Large Shuffle on Transient Resources: For this experiment, we use the same 1 TB workload for the large shuffle experiment in Section
5.1, to use sufficiently large data that incurs disk seek overheads. In this case, we use 10 reserved instances and 10 transient instances with the 20-minute mean time to eviction setting.
Most notably, DP and LSP fail to complete even after 100 minutes, at which point we stop the job and TP runs into out-of-memory errors. We have observed that heavy recomputation caused by frequent resource eviction significantly slows down the DP and LSP cases. We have also found out that the LSP optimization makes the application much more vulnerable to resource evictions compared to DP. The main reason is that with LSP, eviction of a single receiving task in the shuffle boundary leads to the entire recomputation of the sending tasks of the shuffle operation to completely re-shuffle the intermediate data in memory. In contrast, DP does not need to recompute shuffle sending tasks whose output data are not evicted and stored in local disks. TP by itself also is not sufficient, as it leads to out-of-memory errors while pushing large shuffle data in memory from transient resources to reserved resources.

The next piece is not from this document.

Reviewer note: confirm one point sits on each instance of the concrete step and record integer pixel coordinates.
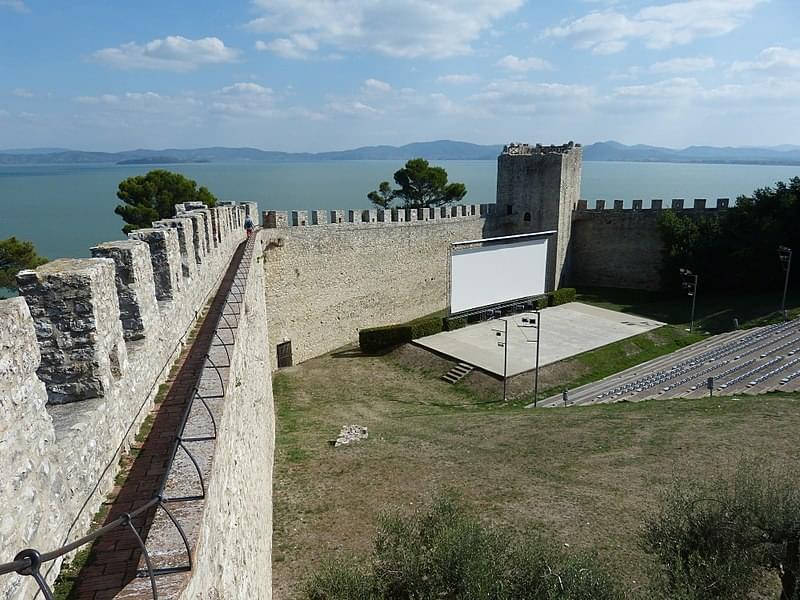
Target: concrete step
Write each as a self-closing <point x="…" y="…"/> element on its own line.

TP+LSP is the only case that successfully completes the job by leveraging both optimizations in TP and LSP. With TP+LSP, the job pushes the shuffle data from transient to reserved resources and also streams them to local disks on reserved resources that are safe from evictions. This allows TP+LSP to handle frequent evictions on transient resources and also to utilize disks for storing large shuffle data with minimum disk seek overheads. However, TP+LSP incurs the overhead of using only half of the resources (transient or reserved) for each end of the data shuffle. As a result, the JCT for TP+LSP with transient resources is around twice the JCT for LSP without using transient resources, which is displayed in Section
5.1. Nevertheless, we believe that this overhead is worthwhile, taking into account that transient resources are much cheaper than reserved resources from the perspective of datacenter utilization [
35,
54].
Large Shuffle with Skewed Data: For this experiment, we generate a synthetic key-value dataset with a skewed key distribution that is around 1 TB in size, as the datasets used in Section
5.1 for skew handling are not sufficiently large to incur disk seek overheads. This dataset has the distribution where heaviest 20 keys represent 30% of the total data size. Using this dataset, we run the same application that we have used for the skewed data experiment in Section
5.1 on 20 EC2 instances.
In this experiment, only SSP+LSP successfully completes the job, whereas all other cases run into out-of-memory errors. DP and LSP fails to complete the job, due to particular tasks assigned with excessively large portions of data, incurring out-of-memory errors. SSP by itself also runs into out-of-memory errors although it repartitions data across the receiving tasks of the shuffle boundary. We have observed that with large data size, the absolute size of the heaviest keys is significantly larger compared to smaller scale experiments with skewed data shown in Section
5.1. Without the LSP optimization, this problem is combined with random disk read overheads that degrade the running time of the shuffle receiving tasks, leading to out-of-memory errors. In contrast, SSP+LSP successfully completes the job by leveraging both of the optimizations from SSP and LSP.
These various results confirm that Nemo can apply combinations of distinct optimization passes to further improve performance for deployment scenarios with a combination of different resource and data characteristics.